I've seen device supervision in action and want to replicate it. I used an app that had a 'removal prevention' feature – it put my device under supervision without wiping any data. After connecting my iPhone to my laptop and running what seemed like a rebranded Apple Configurator installer, I was locked down with supervision and couldn't remove the MDM profiles without logging into the app's server. I had to disable Find My iPhone and possibly log out of iCloud, but thankfully, my data remained intact. Now, I have access to Apple Business Manager (ABM) and I'm unsure how to proceed.
Do I need to build my own MDM server to set this up? Or is it better to go with a third-party MDM solution? Most importantly, how can I ensure a smooth setup that supervises the device without erasing any data? I'm looking for advice from anyone who's done this with ABM or streamlined MDM policies.
4 Answers
I’m suspicious about labeling it as true supervision. Supervision is more comprehensive than just preventing profile removal. You can usually remove the MDM profile within the first 30 days of supervision. What you experienced could be a third-party method rather than proper supervision, since real supervision has broader implications for policy and control.
To achieve supervision during the initial setup, you'll need to enroll your device in Apple Business Manager first, as that’s crucial. If you add an MDM profile without first setting it up, it won't be supervised and could be removed by the users. Unfortunately, supervision typically requires a factory reset. So, planning this out from the start with ABM pointing to your chosen MDM solution is key.
I wouldn’t recommend building your own MDM. There are plenty of reliable third-party options available. Generally, supervision on iOS devices means you need to set it up through the device setup process with ABM aimed at an MDM, or use Apple Configurator – which usually requires a wipe. So, keep that in mind.

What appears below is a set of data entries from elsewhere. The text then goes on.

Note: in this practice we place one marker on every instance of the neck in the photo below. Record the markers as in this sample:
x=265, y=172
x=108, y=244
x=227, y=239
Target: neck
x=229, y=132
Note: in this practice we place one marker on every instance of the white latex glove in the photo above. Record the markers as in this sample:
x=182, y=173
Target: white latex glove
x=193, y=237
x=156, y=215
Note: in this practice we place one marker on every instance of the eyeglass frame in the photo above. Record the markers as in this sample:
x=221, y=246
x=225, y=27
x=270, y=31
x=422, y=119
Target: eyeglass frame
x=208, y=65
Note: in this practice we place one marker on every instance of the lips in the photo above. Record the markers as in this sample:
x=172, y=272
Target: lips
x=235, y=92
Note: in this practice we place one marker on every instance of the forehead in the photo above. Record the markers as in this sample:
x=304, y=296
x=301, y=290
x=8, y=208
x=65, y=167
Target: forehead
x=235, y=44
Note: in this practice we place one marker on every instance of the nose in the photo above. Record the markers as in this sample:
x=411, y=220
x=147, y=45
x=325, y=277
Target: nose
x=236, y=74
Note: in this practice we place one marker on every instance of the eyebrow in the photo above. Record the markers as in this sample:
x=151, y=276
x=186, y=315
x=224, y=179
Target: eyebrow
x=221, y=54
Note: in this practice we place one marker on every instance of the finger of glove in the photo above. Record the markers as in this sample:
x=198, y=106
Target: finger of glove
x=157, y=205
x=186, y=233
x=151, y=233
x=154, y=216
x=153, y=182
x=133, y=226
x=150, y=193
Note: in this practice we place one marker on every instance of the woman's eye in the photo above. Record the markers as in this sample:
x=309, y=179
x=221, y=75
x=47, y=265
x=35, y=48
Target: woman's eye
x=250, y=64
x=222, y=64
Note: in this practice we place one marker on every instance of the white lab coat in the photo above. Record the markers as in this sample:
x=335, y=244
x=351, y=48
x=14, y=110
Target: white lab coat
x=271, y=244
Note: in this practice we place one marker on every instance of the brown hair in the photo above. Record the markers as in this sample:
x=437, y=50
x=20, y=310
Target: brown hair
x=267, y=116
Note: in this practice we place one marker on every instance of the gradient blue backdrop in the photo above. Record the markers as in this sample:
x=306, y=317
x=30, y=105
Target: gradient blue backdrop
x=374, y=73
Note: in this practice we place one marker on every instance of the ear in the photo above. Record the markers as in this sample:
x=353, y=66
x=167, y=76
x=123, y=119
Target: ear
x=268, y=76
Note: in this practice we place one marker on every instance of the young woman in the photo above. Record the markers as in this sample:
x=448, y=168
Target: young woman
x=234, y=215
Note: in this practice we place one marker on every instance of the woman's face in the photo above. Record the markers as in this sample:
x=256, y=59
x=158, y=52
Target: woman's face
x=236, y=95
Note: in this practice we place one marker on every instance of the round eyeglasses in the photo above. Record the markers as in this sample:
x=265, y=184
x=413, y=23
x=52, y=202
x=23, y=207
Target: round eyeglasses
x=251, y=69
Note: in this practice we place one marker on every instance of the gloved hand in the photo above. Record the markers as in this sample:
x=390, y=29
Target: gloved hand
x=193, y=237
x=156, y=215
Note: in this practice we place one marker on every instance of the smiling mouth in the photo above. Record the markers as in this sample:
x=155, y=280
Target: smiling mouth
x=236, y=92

I’m not really familiar with supervising without a wipe. Traditionally, supervision requires a reset. But there was a notable MDM update with the new OS that might allow transitioning without wiping. For true supervision, you typically need to connect the device to a Mac and use Apple Configurator, which wipes the device.
I confirmed in my settings that it showed ‘this device is supervised by x company’, and I wasn't able to remove the profile until I logged into the company's website to toggle off removal prevention. So, it might have had some level of supervision.